What is the domain of the expression #sqrt(7x+35)#?

1 Answer
Jun 10, 2017

Answer:

Domain: From #-5# to infinity
#[-5, oo)#

Explanation:

The domain means the values of #x# that make the equation untrue. So, we need to find the values that #x# cannot equal.

For square root functions, #x# cannot be a negative number. #sqrt(-x)# would give us #isqrt(x)#, where #i# stands for imaginary number. We cannot represent #i# on graphs or within our domains. So, #x# must be larger than #0#.

Can it equal #0# though? Well, let's change the square root to an exponential: #sqrt0 = 0^(1/2)#. Now we have the "Zero Power Rule", which means #0#, raised to any power, equals one. Thus, #sqrt0=1#. Ad one is within our rule of "must be greater than 0"

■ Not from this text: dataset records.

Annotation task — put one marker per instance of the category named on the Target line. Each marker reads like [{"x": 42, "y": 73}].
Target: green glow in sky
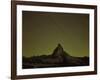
[{"x": 43, "y": 31}]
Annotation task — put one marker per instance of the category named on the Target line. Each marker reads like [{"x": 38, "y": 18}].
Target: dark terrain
[{"x": 59, "y": 58}]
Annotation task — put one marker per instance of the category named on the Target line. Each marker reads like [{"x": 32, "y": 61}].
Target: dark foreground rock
[{"x": 59, "y": 58}]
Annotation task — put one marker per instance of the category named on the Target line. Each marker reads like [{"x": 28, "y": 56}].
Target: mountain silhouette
[{"x": 59, "y": 58}]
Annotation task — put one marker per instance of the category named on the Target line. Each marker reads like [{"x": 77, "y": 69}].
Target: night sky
[{"x": 42, "y": 32}]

So, #x# can never bring the equation to take a square root of a negative number. So let's see what it would take to make the equation equal zero, and make that the edge of our domain!

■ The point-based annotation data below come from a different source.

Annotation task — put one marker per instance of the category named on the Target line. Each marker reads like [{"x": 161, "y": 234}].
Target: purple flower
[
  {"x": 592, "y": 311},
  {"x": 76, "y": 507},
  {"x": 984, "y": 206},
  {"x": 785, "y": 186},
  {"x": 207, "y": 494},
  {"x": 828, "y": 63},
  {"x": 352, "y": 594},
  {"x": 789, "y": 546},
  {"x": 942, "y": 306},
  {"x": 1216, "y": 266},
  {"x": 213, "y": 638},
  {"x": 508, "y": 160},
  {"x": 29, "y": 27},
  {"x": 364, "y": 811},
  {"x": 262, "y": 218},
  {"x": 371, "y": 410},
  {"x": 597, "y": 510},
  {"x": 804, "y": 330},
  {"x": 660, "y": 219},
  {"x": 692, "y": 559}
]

To find the value of #x# the makes the expression equal to zero, let's set the problem equal to #0# and solve for #x#:

#0= sqrt(7x+35)#

square both sides

#0^2 = cancelcolor(black)(sqrt(7x+35)^cancel(2)#

#0=7x+35#

subtract #35# on both sides

#-35=7x#

divide by #7# on both sides

#-35/7 = x#

#-5 = x#

So, if #x# equals #-5#, our expression becomes #sqrt0#. That is the limit of our domain. Any smaller numbers than #-5# would give us a square root of a negative number.